Discurso de Alejandro Aravena no Prêmio Pritzker 2016

Cortesia de ©The Hyatt Foundation / The Pritzker Architecture Prize

O ArchDaily Brasil tem o prazer de compartilhar, com a permissão da Hyatt Foundation e do Prêmio Pritzker de Arquitetura, a transcrição do discurso de aceite de Alejandro Aravena, realizado no dia 4 de abril durante a cerimônia do Prêmio Pritzker 2016, que ocorreu na Sede das Nações Unidas em Nova Iorque.

Não posso começar esta noite sem uma menção a Zaha. Quando recebemos a notícia semana passada, simplesmente não podíamos acreditar. Ou talvez não quiséssemos acreditar. Como Rafael Iglesia, um arquiteto argentino que também faleceu cedo demais de ataque cardíaco ano passado, disse uma vez, "é sempre muito triste quando uma pessoa que ainda tem muito a oferecer morre prematuramente." Daqui, exprimimos nossas condolências aos seus parentes, amigos e colegas.

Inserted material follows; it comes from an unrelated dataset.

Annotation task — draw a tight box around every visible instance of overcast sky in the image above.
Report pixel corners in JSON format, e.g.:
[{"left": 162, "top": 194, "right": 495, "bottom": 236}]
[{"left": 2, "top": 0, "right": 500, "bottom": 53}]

Zaha recebeu o Prêmio em 2004, reconhecendo o fato de que sua obra foi uma grande contribuição à arquitetura. Sua obra, assim como a de outros laureados, muitos dos quais presentes nesta sala hoje, é celebrada por este Prêmio como o nível mais alto que a arquitetura foi capaz de chegar. As somas de seus trabalhos compõem um incrível corpo de conhecimento com o qual eu, enquanto estudante, apenas sonhava -- e não estou dizendo que sonhava em produzir -- apenas sonhava, de um Chile distante, em experienciar em pessoa, e não apenas através de imagens em poucas revistas que chegavam àquele canto do mundo. Naquele tempo, estudávamos arquitetura no Chile olhando imagens e fotografias. Vencedores do Prêmio Pritzer, para nós em meados dos anos 1980, não eram arquitetos; eram mitos. É por isso que não esperava por este Prêmio, nem por um segundo.

Era um sábado de manhã quando recebi uma mensagem de texto de Martha Thorne [Diretora Executiva do Prêmio Pritzker de Arquitetura]. Não trabalho nos finais de semana, então, em circunstâncias normais, não teria respondido até segunda-feira pela manhã, mas eu estava terminando um texto para a Bienal de Veneza e queria me livrar daquilo para poder aproveitar o final de semana. A mensagem de Martha, coincidentemente, começava assim: "Alejandro, oi! Recebi uma mensagem da Bienal e preciso de um conselho sobre isso. Está disponível para uma rápida ligação?" Eu pensei, não, o que querem agora! Mais um problema para resolver. Tinha tantos frontes para cuidar para a Bienal. Eu respondi: "Ok, vamos conversar agora." O telefone tocou e ela disse. "Oi Alejandro, não quero tomar muito do seu tempo, tenho três questões sobre a Bienal." Ok. "Você aceita ser o laureado do Prêmio Pritzker 2016?" Por alguns segundos, se não por um minuto inteiro, não conseguia compreender o que aquela questão tinha a ver com a Bienal. Meu cérebro estava se debatendo, não fazia sentido, tentava compreender uma conexão que não existia. Foi muito inesperado. Quando comecei a processar isso, comecei a chorar. A emoção era demais. Muita vida comprimida em um instante. Por cerca de dez minutos tivemos uma não-conversa ao telefone. Mais que sem palavras, eu estava sem pensamentos. Minha mente estava absolutamente inútil. Podia apenas sentir, não pensar.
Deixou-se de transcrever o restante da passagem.